EX-18 4 dex18.htm LETTER FROM KPMG LLP Letter from KPMG LLP

Exhibit 18

June 9, 2006

TiVo Inc.

Alviso, California

Ladies and Gentlemen:

We have been furnished with a copy of the quarterly report on Form 10-Q of TiVo Inc. (the Company) for the three months ended April 30, 2006, and have read the Company’s statements contained in note 2 to the condensed consolidated financial statements included therein. As stated in note 2, the Company changed its method of accounting for the recognition of hardware costs in bundled revenue transactions where the customer prepays the arrangement fee to charge the entire cost of the hardware to cost of sales upon shipment. Previously, the Company deferred the portion of the hardware costs exceeding the revenue allocated to the hardware element and amortized such costs over the period of the subscription. Note 2 states that the newly adopted accounting principle is preferable in the circumstances because it is consistent with the accounting practices of competitors and companies within similar industries, it adds clarity and ease of understanding of the Company’s reported results for investors, and it is consistent with the recognition of hardware costs in bundled arrangements where the customer does not prepay the arrangement fee. In accordance with your request, we have reviewed and discussed with Company officials the circumstances and business judgment and planning upon which the decision to make this change in the method of accounting was based.
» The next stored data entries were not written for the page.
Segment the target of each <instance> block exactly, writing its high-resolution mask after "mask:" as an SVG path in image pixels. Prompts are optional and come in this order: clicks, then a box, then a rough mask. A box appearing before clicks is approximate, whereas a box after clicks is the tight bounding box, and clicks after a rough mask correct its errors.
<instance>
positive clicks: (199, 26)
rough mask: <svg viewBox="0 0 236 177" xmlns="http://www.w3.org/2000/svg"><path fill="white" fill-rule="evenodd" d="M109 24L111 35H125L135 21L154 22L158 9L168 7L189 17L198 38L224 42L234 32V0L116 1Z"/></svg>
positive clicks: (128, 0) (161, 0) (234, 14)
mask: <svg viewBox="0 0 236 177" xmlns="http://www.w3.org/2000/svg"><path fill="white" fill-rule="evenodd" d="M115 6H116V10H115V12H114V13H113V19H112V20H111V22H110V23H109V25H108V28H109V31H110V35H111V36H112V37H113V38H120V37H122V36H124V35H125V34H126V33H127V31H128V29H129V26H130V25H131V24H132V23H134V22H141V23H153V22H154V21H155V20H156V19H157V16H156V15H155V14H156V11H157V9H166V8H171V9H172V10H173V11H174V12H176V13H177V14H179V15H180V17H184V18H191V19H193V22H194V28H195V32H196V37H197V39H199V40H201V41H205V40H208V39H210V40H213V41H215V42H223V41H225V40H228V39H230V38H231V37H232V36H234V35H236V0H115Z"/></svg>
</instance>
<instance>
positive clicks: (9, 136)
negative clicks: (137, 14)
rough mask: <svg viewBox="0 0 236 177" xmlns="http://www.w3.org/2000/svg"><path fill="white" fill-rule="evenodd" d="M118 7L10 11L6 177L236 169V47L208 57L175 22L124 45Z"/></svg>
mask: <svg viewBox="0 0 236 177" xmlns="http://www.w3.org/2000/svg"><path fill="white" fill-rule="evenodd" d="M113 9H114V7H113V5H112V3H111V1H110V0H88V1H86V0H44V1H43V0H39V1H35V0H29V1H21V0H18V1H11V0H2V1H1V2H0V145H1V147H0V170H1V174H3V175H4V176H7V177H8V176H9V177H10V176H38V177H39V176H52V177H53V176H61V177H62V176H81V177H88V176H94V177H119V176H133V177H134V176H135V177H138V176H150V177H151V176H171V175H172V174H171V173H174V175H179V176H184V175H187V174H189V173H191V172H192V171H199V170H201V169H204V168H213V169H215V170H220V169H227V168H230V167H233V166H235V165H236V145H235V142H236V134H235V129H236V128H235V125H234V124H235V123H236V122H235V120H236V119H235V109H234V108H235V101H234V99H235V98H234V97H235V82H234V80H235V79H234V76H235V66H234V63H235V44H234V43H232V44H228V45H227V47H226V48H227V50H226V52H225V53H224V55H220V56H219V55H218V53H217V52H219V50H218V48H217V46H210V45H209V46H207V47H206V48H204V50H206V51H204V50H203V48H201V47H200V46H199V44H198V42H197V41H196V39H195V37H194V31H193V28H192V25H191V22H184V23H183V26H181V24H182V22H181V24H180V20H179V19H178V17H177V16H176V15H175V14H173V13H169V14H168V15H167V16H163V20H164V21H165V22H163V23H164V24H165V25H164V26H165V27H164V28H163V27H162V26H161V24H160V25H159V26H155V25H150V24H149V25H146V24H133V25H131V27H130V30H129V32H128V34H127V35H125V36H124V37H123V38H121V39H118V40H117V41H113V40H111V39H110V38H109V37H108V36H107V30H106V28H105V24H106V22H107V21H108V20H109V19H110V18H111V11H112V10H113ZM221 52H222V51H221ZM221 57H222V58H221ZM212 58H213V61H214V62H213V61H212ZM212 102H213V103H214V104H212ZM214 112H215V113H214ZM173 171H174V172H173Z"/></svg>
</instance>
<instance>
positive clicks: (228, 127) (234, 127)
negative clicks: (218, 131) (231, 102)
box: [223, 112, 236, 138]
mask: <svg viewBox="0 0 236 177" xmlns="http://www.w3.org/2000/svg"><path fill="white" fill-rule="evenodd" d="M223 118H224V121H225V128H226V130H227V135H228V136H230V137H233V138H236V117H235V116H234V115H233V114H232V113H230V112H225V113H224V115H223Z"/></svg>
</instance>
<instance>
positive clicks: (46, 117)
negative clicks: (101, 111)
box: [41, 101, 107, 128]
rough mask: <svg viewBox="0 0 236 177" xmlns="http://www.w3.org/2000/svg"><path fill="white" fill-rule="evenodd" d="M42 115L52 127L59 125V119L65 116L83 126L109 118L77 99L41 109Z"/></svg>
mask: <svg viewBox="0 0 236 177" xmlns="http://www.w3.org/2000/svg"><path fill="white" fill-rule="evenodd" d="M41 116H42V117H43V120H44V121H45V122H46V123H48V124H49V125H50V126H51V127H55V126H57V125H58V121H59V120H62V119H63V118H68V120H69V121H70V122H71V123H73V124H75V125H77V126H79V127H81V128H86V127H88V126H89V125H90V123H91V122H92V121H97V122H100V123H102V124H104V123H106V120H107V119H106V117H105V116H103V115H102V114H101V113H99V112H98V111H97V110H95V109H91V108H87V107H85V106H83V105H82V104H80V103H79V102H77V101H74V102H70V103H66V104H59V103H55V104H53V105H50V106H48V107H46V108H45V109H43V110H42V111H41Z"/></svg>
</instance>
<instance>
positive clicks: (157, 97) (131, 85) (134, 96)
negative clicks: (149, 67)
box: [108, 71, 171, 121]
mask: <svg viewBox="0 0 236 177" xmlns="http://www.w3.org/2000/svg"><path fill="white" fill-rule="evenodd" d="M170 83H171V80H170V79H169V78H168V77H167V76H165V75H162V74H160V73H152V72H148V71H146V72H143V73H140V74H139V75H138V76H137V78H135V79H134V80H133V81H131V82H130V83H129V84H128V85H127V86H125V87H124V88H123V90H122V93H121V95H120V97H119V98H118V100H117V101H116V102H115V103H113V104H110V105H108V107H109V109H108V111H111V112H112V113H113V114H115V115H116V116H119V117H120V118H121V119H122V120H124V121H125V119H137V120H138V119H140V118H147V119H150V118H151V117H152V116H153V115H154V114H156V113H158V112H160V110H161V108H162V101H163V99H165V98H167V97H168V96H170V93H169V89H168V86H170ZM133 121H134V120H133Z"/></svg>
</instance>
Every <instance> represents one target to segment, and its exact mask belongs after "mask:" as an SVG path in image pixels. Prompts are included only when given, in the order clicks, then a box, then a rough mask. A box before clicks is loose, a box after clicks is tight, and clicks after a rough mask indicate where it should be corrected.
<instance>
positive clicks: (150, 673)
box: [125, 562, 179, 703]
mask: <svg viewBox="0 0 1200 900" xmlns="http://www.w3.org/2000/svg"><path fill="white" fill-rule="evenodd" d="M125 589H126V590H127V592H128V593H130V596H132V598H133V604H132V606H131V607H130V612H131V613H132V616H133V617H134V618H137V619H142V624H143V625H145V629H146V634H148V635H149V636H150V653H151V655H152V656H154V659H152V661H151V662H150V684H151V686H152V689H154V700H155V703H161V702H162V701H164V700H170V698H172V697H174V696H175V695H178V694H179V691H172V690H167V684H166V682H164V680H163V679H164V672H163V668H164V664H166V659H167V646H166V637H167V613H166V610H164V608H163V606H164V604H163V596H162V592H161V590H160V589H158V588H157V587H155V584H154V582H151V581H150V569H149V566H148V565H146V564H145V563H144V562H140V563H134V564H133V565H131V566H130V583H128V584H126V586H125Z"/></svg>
We have not audited any financial statements of the Company as of any date or for any period subsequent to January 31, 2006, nor have we audited the information set forth in the aforementioned note 2 to the condensed consolidated financial statements; accordingly, we do not express an opinion concerning the factual information contained therein.

With regard to the aforementioned accounting change, authoritative criteria have not been established for evaluating the preferability of one acceptable method of accounting over another acceptable method. However, for purposes of the Company’s compliance with the requirements of the Securities and Exchange Commission, we are furnishing this letter.

Based on our review and discussion, with reliance on management’s business judgment and planning, we concur that the newly adopted method of accounting is preferable in the Company’s circumstances.